So, Happy Birthday Penelope Homewrecker! I literally can’t help but remember the date.
Of course, Evil Me wants to ask: What’s your Relationship Status now?
Though, Regular Me acknowledges that Penelope Homewrecker dodged a bullet and may indeed be the luckiest woman in the world.
Celebrity Analysis
For those who follow celebrity gossip, think of it like this: My Ex-Husband’s mistress pulled a Penelope Cruz. Let me explain. For a long time (by Hollywood standards) Tom Cruise and his wife Nicole Kidman were a golden couple.
It didn’t last. It was rumored that Tom left Nicole Kidman because of his affair with another actress, Penelope Cruz.
When Tom and Nicole divorced, Tom and Penelope went public with their relationship.
But then they broke up.
Penelope escaped becoming the wife of Tom Cruise, known to control and overshadow his wives. And at some point, Tom Cruise went a little crazy.
Crazy Tom Cruise went on to marry once perky, but later suffering Katie Holmes, while Penelope Cruz ran free! (Katie Holmes is now Ex Mrs. Tom Cruise, by the way, but they had a child together so she still has to deal with him. She’ll never be completely free.).
And Penelope Cruz? I picture her frolicking in a field somewhere.
Of course, in this scenario this would make me Tom’s jilted wife, Nicole Kidman, mother of the first kids. And I’m okay with that.
And I’d be okay with this, too:

Nicole Kidman and her current husband, Country Music Star Keith Urban. She upgraded.
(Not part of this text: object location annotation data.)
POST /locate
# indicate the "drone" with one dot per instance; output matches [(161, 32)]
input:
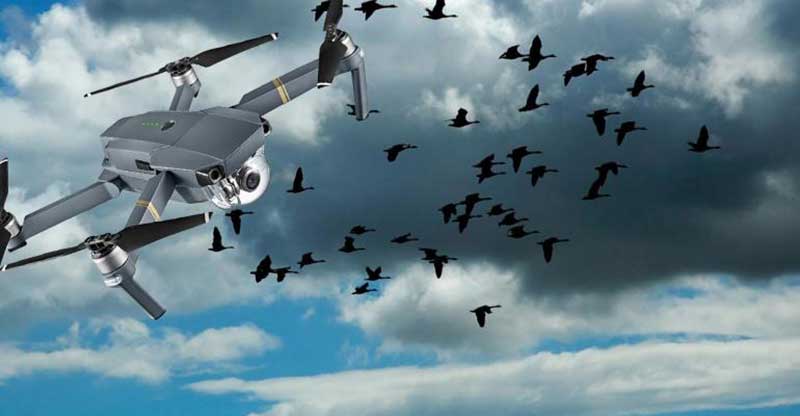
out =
[(213, 155)]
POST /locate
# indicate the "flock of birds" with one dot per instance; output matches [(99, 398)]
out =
[(515, 227)]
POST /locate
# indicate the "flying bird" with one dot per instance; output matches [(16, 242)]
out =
[(538, 172), (438, 11), (531, 104), (702, 142), (481, 312), (639, 85), (216, 243), (535, 56), (461, 119), (394, 151), (371, 6), (297, 185), (349, 247), (236, 219), (624, 129), (548, 245), (599, 119), (518, 154), (307, 260)]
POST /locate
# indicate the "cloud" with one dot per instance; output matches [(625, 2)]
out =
[(132, 351)]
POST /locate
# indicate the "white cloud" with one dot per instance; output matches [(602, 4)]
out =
[(132, 351), (624, 380)]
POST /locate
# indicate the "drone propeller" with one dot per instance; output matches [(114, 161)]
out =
[(332, 50), (204, 59), (129, 239)]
By all reports, Keith Urban is supposed to be a nice guy, and Nicole’s career has soared once she was free of Cruise.
Just Me With . . . numbers in my head. And a song in my heart, a country song, “Little Bit of Everything”
See: Facebook Mutual Friend with the The Ex’s Girlfriend — Part One
and
Six Days of Separation
My husband had moved out. It had been six days. Six days of separation. (I had to make the picture relevant somehow. )
I was a wreck. Truly. I can’t even describe it here. I’m not ready.
It was the weekend after he’d moved out and my husband stopped by the house to see the children and to tell me he’d be away for a few days. You see, the “other woman” who I’d just found out about a couple of weeks prior, see My Worst Superbowl, Remembered, lived in another city. She planned to move to our town but that hadn’t happened yet. So he was going to see her. Ironically, she lived in a city where I had wanted to move, but my husband had vetoed that, said absolutely not, he would never live there. Now he was going there for a long weekend– to see his girlfriend. Huh.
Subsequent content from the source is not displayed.